Video: Best interest principle
Het beginsel van de belangen van het kind staat in art. 3 lid 1 IVRK en art. 24 Handvest. Het heeft 2 doelen:
Zorgen voor volledig en effectief genot van alle rechten uit het IVRK.
o Erkenning van kinderen niet alleen als objecten van bescherming, maar ook als
rechthebbenden. Het IVRK houdt rekening met hun kwetsbaarheid.
o Het beginsel staat niet los van de andere rechten uit het IVRK, maar moet juist in samenhang
met de andere rechten worden gezien. Alle rechten zijn in het belang van kinderen.
o Ontwikkeling van een benadering die op hun rechten is gebaseerd.
Zorgen voor een holistische ontwikkeling van het kind.
o Dit vereist dat alle aspecten van de ontwikkeling van een kind worden overwogen.
o Focus op het beschermen van het welzijn van kinderen in de breedst mogelijke zin. Hun
omgeving moet veilig zijn, stimulerend en inclusief. Het belang van het kind is gebaseerd op
de menselijke waardigheid.
Het belang van het kind is 1 van de 4 fundamentele beginselen die ten grondslag liggen aan het IVRK. De
andere beginselen zijn non-discriminatie (art. 2), het recht op leven en ontwikkeling (art. 6) en het recht om
gehoord te worden (art. 12). Het belang van het kind is een dynamisch concept; er is niet 1 definitie en het
moet per geval worden bekeken. De toepassing van het artikel verschilt gelet op de zich ontwikkelende
vermogens van het kind (art. 5). Wat er in het belang van het kind is kan veranderen naarmate de tijd vordert
en dit moet dus steeds opnieuw beoordeeld worden. Dit gebeurt bijv. bij opkomende technologieën: apps en
games worden steeds verder ontwikkeld en aangepast, dit kan leiden tot nieuwe gebruikers of ongewenste
manieren om bepaalde apps en games te gebruiken (bijv. ’s avonds laat op straat voor Pokémon Go).

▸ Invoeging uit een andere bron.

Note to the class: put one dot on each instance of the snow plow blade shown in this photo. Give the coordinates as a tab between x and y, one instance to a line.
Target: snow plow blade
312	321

Belangen van het kind als een drievoudig concept:
Materieel recht: daardoor legt het verplichtingen op aan staten, is het direct toepasbaar in situaties
omtrent kinderen en kan het bij de rechter worden ingeroepen.
Interpretatiebeginsel: als er een wettelijke bepaling is die op meerdere manieren kan worden
geïnterpreteerd, dan dient te interpretatie te worden gekozen die in het belang van het kind is. Dit
geldt niet alleen voor de interpretatie van nationaal recht, maar ook voor de bepalingen uit het IVRK.
Procedureel voorschrift: bij elke beslissing die invloed heeft op een kind moet de negatieve en
positieve impact worden onderzocht en er moet worden gemotiveerd hoe het belang van het kind is
geïnterpreteerd. Daarnaast moeten er procedurele waarborgen zijn voor de manier waarop de
belangen van het kind worden beoordeeld en vastgesteld.
Implementatie. Het is belangrijk om hier een framework voor te hebben, zodat het op de juiste manier wordt
geïmplementeerd. Een Child Impact Assessment bestaat uit twee delen: de beoordelingsfase en de
evaluatiefase. In de beoordelingsfase worden alle relevante factoren met betrekking tot de ontwikkeling en
de rechten van kinderen vastgesteld en afgewogen (hoe belangrijk elke factor is in een bepaalde situatie).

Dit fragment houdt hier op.